9. Pessimistic vs optimistic locking under contention¶
Optimistic locking is cheaper in the happy path (no DB lock, just a version check). It becomes expensive when conflict rate is high — every conflict pays the cost of load + apply + fail + retry.
Rule of thumb: - Conflict rate < 1% → optimistic, retry 3x. - Conflict rate 1–10% → still optimistic, but tune retry backoff (e.g., 50ms × 2). - Conflict rate > 10% → consider pessimistic, or more importantly, ask whether the aggregate is too big or the workload is misshapen.
Pessimistic locking caps throughput at the rate at which the slowest command completes — but eliminates retry waste.
10. Write batching and connection pooling¶
For bulk-create operations (importing 10,000 customers), turn on Hibernate's batch inserts:
spring.jpa.properties.hibernate.jdbc.batch_size: 50
spring.jpa.properties.hibernate.order_inserts: true
spring.jpa.properties.hibernate.order_updates: true
But: still one transaction per aggregate. Bulk-create N aggregates with N transactions, each batched internally. Do not lump 10,000 aggregates into one transaction even when bulk-inserting — that's a different rule violation (one aggregate per transaction).
Quick rules¶
- Make the aggregate smaller before tuning the fetch plan.
- Default collections to
LAZY; use@EntityGraphfor commands that need the whole aggregate. -
@BatchSizefor read-side traversals of many aggregates; never relied on by write paths. - Event-sourced aggregates need snapshots once history exceeds ~1000 events.
- CQRS reads bypass JPA: raw SQL into DTOs is fine when invariants don't apply.
- Optimistic locking by default; pessimistic only when measured conflict rate justifies it.

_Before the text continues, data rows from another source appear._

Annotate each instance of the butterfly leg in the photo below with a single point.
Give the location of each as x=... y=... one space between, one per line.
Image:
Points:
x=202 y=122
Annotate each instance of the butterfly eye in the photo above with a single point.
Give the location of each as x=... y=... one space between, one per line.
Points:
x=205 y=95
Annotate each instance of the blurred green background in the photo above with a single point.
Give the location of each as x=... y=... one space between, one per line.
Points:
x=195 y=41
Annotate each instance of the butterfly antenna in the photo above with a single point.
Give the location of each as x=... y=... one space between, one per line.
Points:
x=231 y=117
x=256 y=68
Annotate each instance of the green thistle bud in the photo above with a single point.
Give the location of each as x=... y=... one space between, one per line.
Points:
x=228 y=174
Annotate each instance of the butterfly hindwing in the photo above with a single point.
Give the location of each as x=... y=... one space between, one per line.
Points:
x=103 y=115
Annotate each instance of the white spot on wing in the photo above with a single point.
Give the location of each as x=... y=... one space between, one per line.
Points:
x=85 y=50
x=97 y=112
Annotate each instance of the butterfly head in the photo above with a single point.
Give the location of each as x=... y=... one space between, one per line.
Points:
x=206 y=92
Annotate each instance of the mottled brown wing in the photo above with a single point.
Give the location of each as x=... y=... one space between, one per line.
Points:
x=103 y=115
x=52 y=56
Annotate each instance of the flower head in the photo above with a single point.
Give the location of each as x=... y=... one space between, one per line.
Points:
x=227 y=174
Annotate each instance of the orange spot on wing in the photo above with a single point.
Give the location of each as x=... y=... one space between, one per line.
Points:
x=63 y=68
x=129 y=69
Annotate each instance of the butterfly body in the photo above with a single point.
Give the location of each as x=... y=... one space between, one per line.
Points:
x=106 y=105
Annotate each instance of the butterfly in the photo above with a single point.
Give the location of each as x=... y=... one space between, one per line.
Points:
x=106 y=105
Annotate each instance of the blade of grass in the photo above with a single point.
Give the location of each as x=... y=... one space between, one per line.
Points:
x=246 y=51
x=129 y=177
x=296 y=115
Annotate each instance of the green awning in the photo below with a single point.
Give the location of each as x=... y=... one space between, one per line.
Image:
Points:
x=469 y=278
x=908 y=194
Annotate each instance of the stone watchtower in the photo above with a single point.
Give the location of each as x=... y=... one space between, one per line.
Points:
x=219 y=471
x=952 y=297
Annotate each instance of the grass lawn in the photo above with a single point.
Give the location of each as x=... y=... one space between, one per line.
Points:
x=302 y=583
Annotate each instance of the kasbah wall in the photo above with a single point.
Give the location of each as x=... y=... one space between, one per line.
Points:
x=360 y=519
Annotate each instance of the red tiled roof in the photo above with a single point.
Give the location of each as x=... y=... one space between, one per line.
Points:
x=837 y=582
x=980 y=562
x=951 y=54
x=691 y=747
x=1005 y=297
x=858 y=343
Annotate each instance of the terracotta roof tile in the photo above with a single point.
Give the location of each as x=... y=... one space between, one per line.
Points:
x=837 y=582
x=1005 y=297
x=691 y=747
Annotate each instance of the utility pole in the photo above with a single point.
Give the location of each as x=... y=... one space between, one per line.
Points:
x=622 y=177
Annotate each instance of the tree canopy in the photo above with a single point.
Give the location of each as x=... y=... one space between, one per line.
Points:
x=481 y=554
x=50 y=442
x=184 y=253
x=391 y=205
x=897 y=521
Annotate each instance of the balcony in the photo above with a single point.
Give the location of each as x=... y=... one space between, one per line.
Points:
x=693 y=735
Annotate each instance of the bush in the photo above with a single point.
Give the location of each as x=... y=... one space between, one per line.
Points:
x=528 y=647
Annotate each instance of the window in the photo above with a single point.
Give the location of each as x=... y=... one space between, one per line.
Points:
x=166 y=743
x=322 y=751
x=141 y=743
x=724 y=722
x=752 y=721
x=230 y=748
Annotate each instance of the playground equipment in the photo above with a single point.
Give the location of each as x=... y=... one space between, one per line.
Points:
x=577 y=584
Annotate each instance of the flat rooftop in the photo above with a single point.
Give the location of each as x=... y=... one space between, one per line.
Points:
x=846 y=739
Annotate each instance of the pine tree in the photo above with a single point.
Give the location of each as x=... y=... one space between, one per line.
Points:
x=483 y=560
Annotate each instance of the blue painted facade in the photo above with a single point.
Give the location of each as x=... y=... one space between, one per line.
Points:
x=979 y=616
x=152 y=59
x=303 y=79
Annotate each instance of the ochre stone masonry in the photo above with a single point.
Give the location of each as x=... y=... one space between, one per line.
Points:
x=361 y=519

- One transaction per aggregate, even during bulk operations. Batching is intra-transaction, not cross-aggregate.
- Avoid
@ManyToOneacross aggregate boundaries — it tempts cascade and lazy-load chains that cross the boundary.
What's next¶
| Topic | File |
|---|---|
| Hands-on exercises | tasks.md |
| Interview Q&A | interview.md |
| Bug catalogue | find-bug.md |
| Entities | ../01-entities/ |
| Value objects | ../02-value-objects/ |
| Repository concept | ../04-repository-concept/ |
| Domain services | ../05-domain-services/ |
Memorize this: Optimising aggregates is mostly about size — small aggregates are cheap to load, cheap to lock, cheap to event-source. After that, the levers are entity graphs (avoid N+1 on the write path), batch fetching (avoid N+1 on the read path), snapshots (cap event-replay cost), CQRS (don't pay JPA tax on reads), and lock-mode choice (optimistic by default, pessimistic only under measured contention). Always preserve invariants — fast invalid code is not progress.